Sunday 9 March 2014

Puncak Pesta Demokrasi 2014 di negeri ini, tinggal menghitung hari. Jauh-jauh hari sebelumnya, para calon legislator sudah “bergerilya” hingga ke sudut-sudut kota. Membujuk warga agar bersedia memilihnya pada Hari H Pemilihan nanti. Ada yang tiba-tiba menjadi dermawan. Ada pula yang mendadak jadi religius.

Dan musibah pun kadang menjadi ajang untuk menunjukkan kedermawanannya. Tindakan yang diharapkan menjadi alasan bagi rakyat untuk menilainya memiliki empati terhadap rakyat. Bantuan mengalir untuk menunjukkan bahwa dirinya layak mendapat tempat di gedung ber- AC. Soal nanti akan benar-benar memperjuangkan kepentingan rakyat atau tidak . Itu perkara nanti.

Tetapi coba amati secara saksama adakah caleg yang rela dan antusias menyalurkan bantuan di daerah yang terkena musibah namun bukan dapilnya? Sepertinya bisa dihitung jari. Kalau tidak bisa dikatakan tidak ada.

Kini, saling klaim pun terus mengalir. Nyaris semua legislator mengklaim bahwa perbaikan infrastruktur di dapilnya adalah karena jasanya memperjuangkan agar daerah tersebut menjadi prioritas untuk dibenahi oleh eksekutif. Cukup menggelikan.

“Jual diri” para caleg terus berlanjut. Nyaris tak ada ruang yang kosong tanpa gambar caleg. Dan hampir semua tersenyum. Kadang terlintas dalam benak saya, senyum itu seolah mengejek calon pemilih yang dianggap bisa dengan mudah diarahkan pikirannya untuk memilih dirinya.

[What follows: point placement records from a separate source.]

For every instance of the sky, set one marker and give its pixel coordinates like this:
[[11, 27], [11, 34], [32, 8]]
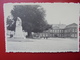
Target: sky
[[56, 13]]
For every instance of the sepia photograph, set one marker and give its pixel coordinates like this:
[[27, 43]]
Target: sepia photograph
[[41, 27]]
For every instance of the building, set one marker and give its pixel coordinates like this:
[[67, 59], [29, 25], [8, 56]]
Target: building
[[60, 31], [71, 30]]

Bukan hanya jalan-jalan protokol dan lorong-lorong sempit yang dipaksa bersolek. Dipenuhi gambar diri para calon. Halaman koran pun menjadi panggung untuk menyatakan diri sebagai yang paling layak mendapat mandat untuk duduk di kursi empuk gedung rakyat. Pokoknya, pencitraan terus berlangsung dengan berbagai cara.

Saya teringat dengan candaan seorang legislator yang tiba-tiba menyebut cash and carry. Ini merupakan jawaban spontan ketika diingatkan bahwa setelah berhasil membujuk rakyat untuk memilihnya dalam Pemilu periode lalu, dia nyaris tak pernah berkunjung lagi ke dapailnya. Apatah lagi memberi bantuan seperti yang dilakukannya ketika sedang “mengemis” agar rakyat mencoblos gambar dirinya di bilik suara pada hari pencoblosan.

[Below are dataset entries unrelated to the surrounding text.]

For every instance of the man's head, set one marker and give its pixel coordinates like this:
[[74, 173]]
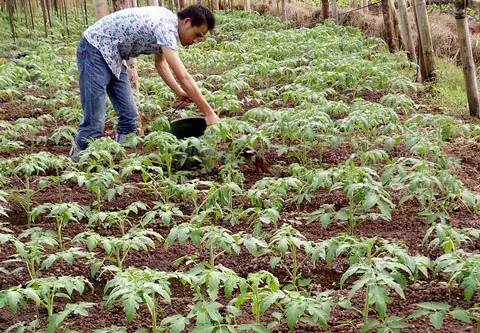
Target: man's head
[[193, 24]]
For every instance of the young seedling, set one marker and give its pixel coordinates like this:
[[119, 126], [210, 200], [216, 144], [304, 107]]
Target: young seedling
[[135, 286], [43, 292], [216, 239], [121, 218], [449, 238], [463, 268], [286, 243], [117, 249], [63, 213], [262, 290]]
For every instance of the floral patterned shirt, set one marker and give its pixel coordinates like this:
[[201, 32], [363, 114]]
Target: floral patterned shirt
[[130, 32]]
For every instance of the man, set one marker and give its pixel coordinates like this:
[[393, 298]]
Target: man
[[128, 33]]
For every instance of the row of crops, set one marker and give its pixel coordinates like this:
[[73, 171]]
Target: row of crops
[[351, 217]]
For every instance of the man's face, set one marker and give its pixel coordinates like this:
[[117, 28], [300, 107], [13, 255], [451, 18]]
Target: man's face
[[190, 34]]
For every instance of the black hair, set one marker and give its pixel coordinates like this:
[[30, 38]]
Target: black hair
[[199, 15]]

Masih layakkah orang-orang seperti itu dipercaya menjadi legislator? Keputusannya kembali kepada rakyat sebagai pemilik suara. Acuannya sangat sederhana. Lihatlah berapa banyak wakil rakyat yang benar-benar bekerja untuk rakyat yang seharusnya diwakilinya? Amati pulalah berapa banyak yang lebih mendahulukan kepentingan pribadi dan kelompoknya? Silakan memilih.